Another immediate action by the Bank was to prepare a suitable response to the Wapenhans report. In July 1993, Acting President Ernest Stern issued a new plan entitled "Getting Results: The World Bank's Agenda for Development Effectiveness," which he said switched the focus of the Bank to the implementation and monitoring of development projects, as opposed to the past emphasis on the granting of credits, with little or no follow-up. "It is a recognition that we know we can do better and that we are determined to do so," Stern told reporters at a press conference.
The new plan took up the Wapenhans recommendation to change the administrative dynamic of the Bank, allowing the Bank to oversee all of its operations in a given country as a whole, instead of isolating each individual project. The Bank also promised to pay more attention to the quality and viability of new projects, ensuring they are consistent with the needs and abilities of the target communities, while encouraging increased participation of local entities, including non-governmental organizations.
"These actions will help to accelerate a cultural change within the Bank, a shift from treating new lending per se as the overriding priority, to an increased focus on the impact of the entirety of our operations. [But] we should all recognize that development is a risky business.
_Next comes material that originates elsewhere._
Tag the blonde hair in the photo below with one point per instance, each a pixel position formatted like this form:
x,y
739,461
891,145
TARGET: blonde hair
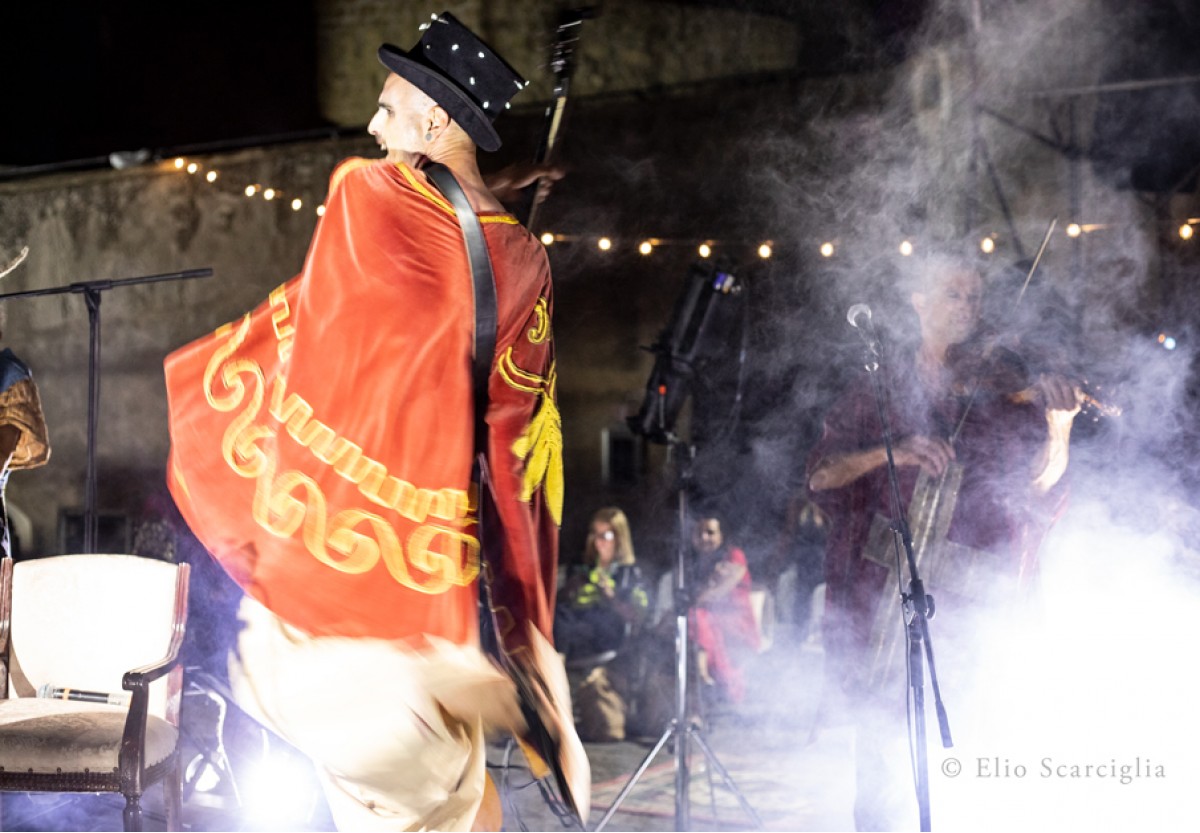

No one achieves a 100 percent success rate. No one should realistically expect one," Stern said.
But while the plan did seek to improve the loan management system of the Bank, it paid only lip service to other Wapenhans recommendations such as the need to consult with local people about their needs. While it defined development as "reducing poverty and improving people's lives," the new plans to include the poor in its work amounted to a single paragraph in the 23-page report which simply said that the World Bank was carrying out new experiments that aimed to strengthen staff training programs to involve the poor.